Compiled By NAN Staff Writer

News Americas, NEW YORK, NY, Thurs. June 24, 2022: In 1912, Caribbean immigrant Egbert Ethelred Brown made history when he was ordained as the first black Unitarian minister in the United States.

Reverend Brown was born in Falmouth, Jamaica and after his ordination, returned to his native island and began work towards establishing Unitarianism among blacks in Jamaica. He spent two years in Montego Bay (1912-14) and six (1914-20) in Kingston trying to make that vision come true, but financial and church problems forced the family to relocate to the United States in 1920.

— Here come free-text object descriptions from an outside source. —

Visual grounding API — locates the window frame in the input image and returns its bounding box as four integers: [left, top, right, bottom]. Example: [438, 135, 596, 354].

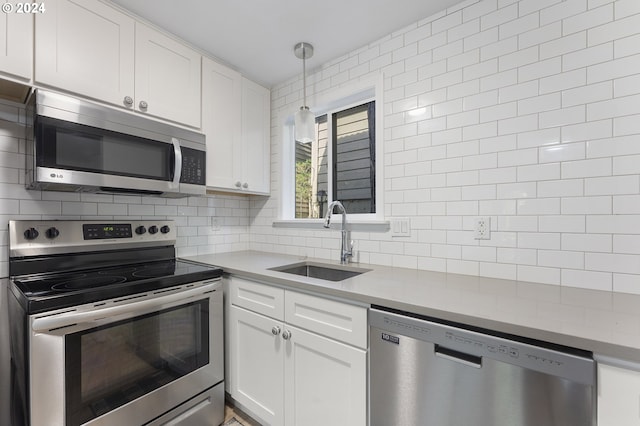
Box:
[280, 75, 384, 224]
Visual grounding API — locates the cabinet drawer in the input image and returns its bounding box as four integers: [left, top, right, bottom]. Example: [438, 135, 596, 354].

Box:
[285, 291, 367, 349]
[229, 277, 284, 320]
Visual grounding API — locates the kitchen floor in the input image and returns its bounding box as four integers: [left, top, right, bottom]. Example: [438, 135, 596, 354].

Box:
[224, 402, 261, 426]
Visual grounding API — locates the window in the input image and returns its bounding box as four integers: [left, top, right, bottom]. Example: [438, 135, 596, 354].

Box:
[294, 101, 376, 219]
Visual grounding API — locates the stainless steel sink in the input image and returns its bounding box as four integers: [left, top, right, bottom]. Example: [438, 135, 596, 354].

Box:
[269, 261, 369, 282]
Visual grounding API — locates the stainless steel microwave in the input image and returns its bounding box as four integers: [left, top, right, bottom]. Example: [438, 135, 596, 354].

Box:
[25, 90, 206, 198]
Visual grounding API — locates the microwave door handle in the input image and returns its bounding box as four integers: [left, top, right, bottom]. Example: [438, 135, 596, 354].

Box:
[31, 282, 218, 332]
[171, 138, 182, 189]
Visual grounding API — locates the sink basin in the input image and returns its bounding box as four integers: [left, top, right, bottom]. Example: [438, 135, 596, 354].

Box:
[269, 262, 369, 282]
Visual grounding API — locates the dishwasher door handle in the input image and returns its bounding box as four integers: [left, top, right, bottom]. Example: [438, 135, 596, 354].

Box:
[435, 345, 482, 369]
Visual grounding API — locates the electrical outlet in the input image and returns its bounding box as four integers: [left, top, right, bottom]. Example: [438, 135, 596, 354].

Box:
[474, 217, 491, 240]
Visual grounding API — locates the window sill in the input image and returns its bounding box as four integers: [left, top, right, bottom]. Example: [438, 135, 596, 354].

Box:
[272, 219, 390, 232]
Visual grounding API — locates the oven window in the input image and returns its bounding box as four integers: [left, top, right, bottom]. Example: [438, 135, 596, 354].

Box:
[64, 300, 209, 426]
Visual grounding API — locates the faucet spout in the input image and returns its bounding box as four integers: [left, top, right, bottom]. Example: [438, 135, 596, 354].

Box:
[323, 201, 353, 264]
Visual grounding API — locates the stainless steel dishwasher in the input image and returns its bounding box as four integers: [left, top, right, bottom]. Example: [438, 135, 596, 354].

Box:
[369, 307, 596, 426]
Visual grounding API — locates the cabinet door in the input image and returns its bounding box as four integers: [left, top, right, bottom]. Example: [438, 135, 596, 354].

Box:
[598, 362, 640, 426]
[0, 13, 32, 80]
[241, 77, 271, 194]
[202, 57, 242, 190]
[35, 0, 134, 106]
[135, 23, 201, 128]
[229, 305, 284, 426]
[284, 325, 366, 426]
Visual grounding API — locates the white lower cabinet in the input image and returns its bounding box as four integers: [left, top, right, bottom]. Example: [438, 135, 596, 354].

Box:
[598, 360, 640, 426]
[227, 276, 367, 426]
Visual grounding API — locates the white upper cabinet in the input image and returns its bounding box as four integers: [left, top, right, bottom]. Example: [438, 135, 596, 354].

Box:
[202, 63, 270, 195]
[35, 0, 201, 128]
[134, 23, 201, 128]
[35, 0, 135, 107]
[0, 13, 33, 80]
[241, 77, 271, 195]
[202, 57, 242, 190]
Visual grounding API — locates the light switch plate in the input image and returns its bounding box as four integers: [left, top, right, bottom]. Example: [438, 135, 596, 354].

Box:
[391, 218, 411, 237]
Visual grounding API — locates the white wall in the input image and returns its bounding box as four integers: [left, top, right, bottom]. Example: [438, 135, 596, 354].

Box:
[0, 100, 251, 279]
[253, 0, 640, 293]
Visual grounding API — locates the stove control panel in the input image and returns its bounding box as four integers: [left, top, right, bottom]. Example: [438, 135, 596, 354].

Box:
[9, 220, 176, 257]
[83, 224, 132, 240]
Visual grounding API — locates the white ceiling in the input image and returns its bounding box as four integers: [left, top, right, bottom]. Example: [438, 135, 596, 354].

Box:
[110, 0, 464, 88]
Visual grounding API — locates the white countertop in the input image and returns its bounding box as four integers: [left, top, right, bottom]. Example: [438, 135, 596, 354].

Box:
[184, 250, 640, 364]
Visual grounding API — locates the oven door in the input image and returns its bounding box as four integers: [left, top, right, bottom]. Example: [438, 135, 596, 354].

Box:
[28, 280, 223, 426]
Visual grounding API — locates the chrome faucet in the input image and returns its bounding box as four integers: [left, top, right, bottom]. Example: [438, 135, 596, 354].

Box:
[324, 200, 353, 264]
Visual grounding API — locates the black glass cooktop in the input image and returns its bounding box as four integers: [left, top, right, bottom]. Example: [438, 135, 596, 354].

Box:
[11, 259, 223, 314]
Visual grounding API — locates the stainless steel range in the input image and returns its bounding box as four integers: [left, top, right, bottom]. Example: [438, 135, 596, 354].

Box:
[7, 220, 224, 426]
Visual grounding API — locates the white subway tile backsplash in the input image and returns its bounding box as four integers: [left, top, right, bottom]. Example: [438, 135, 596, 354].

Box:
[517, 198, 560, 214]
[562, 81, 612, 107]
[518, 232, 560, 249]
[587, 94, 640, 121]
[561, 158, 611, 179]
[539, 142, 585, 163]
[587, 135, 640, 158]
[518, 163, 561, 182]
[497, 182, 537, 199]
[587, 12, 640, 46]
[614, 74, 640, 98]
[539, 105, 586, 129]
[542, 0, 588, 24]
[587, 54, 640, 84]
[538, 249, 584, 269]
[585, 175, 640, 195]
[499, 46, 539, 72]
[563, 42, 613, 71]
[518, 265, 561, 285]
[562, 233, 612, 252]
[564, 4, 614, 36]
[562, 269, 612, 291]
[497, 146, 538, 167]
[519, 93, 561, 115]
[519, 22, 562, 49]
[614, 33, 640, 58]
[498, 114, 539, 136]
[539, 215, 586, 232]
[562, 119, 612, 143]
[562, 196, 612, 214]
[613, 194, 640, 214]
[587, 215, 640, 234]
[613, 235, 640, 254]
[586, 252, 640, 274]
[615, 0, 640, 19]
[246, 0, 640, 293]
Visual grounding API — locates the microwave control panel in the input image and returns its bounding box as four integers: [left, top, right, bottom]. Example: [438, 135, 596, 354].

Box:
[180, 147, 205, 185]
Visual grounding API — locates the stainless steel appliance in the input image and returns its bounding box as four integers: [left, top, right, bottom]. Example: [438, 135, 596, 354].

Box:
[369, 307, 596, 426]
[25, 89, 206, 197]
[8, 220, 224, 426]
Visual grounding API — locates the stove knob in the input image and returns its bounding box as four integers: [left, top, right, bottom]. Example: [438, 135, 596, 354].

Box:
[148, 225, 158, 234]
[45, 227, 60, 239]
[24, 228, 39, 240]
[160, 225, 170, 234]
[135, 226, 147, 235]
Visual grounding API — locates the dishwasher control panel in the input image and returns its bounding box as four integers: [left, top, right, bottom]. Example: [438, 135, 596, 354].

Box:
[370, 308, 594, 386]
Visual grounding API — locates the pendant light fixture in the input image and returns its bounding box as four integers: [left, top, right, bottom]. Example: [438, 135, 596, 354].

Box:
[294, 42, 315, 144]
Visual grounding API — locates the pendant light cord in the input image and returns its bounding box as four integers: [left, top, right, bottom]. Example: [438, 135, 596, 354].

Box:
[302, 48, 307, 108]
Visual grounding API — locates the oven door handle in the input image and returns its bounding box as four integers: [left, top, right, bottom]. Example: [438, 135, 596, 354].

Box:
[31, 282, 218, 332]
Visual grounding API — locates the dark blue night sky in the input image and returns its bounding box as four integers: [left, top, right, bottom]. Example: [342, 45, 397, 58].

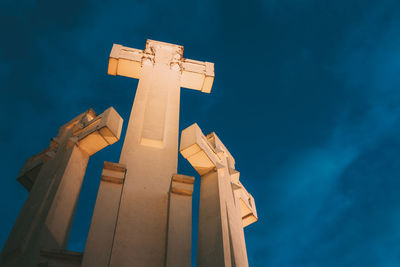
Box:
[1, 0, 400, 266]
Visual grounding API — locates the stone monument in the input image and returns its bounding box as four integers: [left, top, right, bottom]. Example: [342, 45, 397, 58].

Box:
[1, 39, 258, 267]
[82, 40, 214, 267]
[1, 107, 123, 267]
[180, 123, 258, 267]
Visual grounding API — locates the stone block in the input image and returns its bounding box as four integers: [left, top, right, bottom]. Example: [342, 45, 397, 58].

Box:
[170, 174, 194, 196]
[181, 59, 214, 93]
[101, 161, 126, 184]
[108, 44, 143, 79]
[179, 123, 221, 175]
[233, 181, 258, 227]
[75, 107, 123, 156]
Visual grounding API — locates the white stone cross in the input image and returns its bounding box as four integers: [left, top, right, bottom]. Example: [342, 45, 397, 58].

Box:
[83, 40, 214, 267]
[180, 123, 258, 267]
[1, 107, 123, 267]
[17, 108, 122, 190]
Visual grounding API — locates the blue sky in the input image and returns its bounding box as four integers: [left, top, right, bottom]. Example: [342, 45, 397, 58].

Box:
[1, 0, 400, 266]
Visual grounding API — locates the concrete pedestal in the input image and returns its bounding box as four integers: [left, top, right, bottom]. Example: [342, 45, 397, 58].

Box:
[81, 162, 126, 267]
[165, 174, 194, 267]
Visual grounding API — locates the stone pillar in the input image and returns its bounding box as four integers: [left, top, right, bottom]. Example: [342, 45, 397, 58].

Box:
[40, 145, 89, 250]
[1, 107, 123, 267]
[81, 162, 126, 267]
[197, 170, 226, 266]
[102, 39, 214, 266]
[165, 174, 194, 267]
[180, 123, 258, 267]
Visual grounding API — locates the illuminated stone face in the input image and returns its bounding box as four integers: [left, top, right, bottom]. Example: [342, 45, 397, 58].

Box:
[82, 40, 215, 267]
[1, 107, 123, 267]
[180, 123, 258, 267]
[2, 37, 257, 267]
[165, 174, 195, 267]
[2, 38, 227, 267]
[81, 161, 127, 267]
[107, 40, 214, 93]
[17, 107, 123, 191]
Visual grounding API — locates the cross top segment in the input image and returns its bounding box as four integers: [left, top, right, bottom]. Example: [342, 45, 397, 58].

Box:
[17, 107, 122, 191]
[108, 39, 214, 93]
[180, 123, 258, 227]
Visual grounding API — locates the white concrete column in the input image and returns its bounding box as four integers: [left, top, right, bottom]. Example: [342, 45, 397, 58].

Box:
[197, 167, 248, 267]
[165, 174, 194, 267]
[81, 162, 126, 267]
[39, 144, 89, 250]
[197, 170, 227, 267]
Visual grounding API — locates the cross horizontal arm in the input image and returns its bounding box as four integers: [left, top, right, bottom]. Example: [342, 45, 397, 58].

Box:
[107, 43, 215, 93]
[107, 44, 143, 79]
[180, 123, 258, 227]
[179, 123, 223, 175]
[16, 108, 98, 191]
[232, 180, 258, 227]
[17, 107, 123, 191]
[181, 58, 214, 93]
[74, 107, 123, 155]
[180, 123, 239, 174]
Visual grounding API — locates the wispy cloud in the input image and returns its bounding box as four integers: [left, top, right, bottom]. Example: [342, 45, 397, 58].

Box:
[247, 1, 400, 266]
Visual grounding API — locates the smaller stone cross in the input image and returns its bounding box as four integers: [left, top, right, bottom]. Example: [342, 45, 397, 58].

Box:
[1, 107, 123, 267]
[180, 123, 258, 267]
[17, 107, 122, 191]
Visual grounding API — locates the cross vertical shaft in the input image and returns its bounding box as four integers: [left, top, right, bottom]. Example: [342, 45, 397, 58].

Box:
[110, 43, 182, 267]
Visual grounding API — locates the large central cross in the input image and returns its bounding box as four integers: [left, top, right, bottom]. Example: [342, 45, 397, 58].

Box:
[93, 40, 214, 267]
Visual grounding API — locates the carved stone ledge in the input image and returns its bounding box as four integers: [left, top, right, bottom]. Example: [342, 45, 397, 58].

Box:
[170, 174, 194, 196]
[101, 161, 126, 184]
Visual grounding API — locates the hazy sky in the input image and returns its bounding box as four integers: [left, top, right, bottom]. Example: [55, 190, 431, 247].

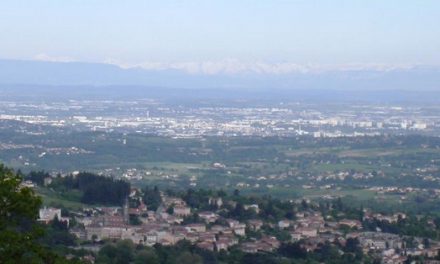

Arriving in New York City in 1920, Brown founded the Harlem Community Church, organized “in honor of John Haynes Holmes, the only ministerial friend [in] those early days,” and services were held at 149 West 136th Steet. In 1928 Brown changed the name of the church to the Hubert Harrison Memorial Church (A Temple and a Forum), in honor of the late orator and writer from the then-Dutch West Indies. Harrison, like Brown, was dedicated to his work to the exclusion (and detriment) of all else, and died in 1927 at age 44. The name of the church was again changed in 1937 to The Harlem Unitarian Church.

Brown was also active in the political affairs of his community. He was a founder and the first president of the Montego Bay Literary and Debating Society in Jamaica, and helped organize the Negro Progressive Association and the Liberal Association in Kingston, both of which were geared toward civil and economic rights for blacks. In 1919 the Journal of Negro History, published Brown’s “Labor Conditions in Jamaica Prior to 1917,” in which Brown decried the cruel hours and low wages of black workers on his native island.

In 1936 Brown became first Secretary of the Jamaica Progressive League and, in 1938 he represented the League before the West Indies Royal Commission, which convened in Jamaica to review the feasibility of independence for the island nation. In I952, Norman Manley, Prime Minister of Jamaica, invited Brown “home” as a guest of the People’s National Party, of which Brown was chief fundraiser in the United States. He died in 1956.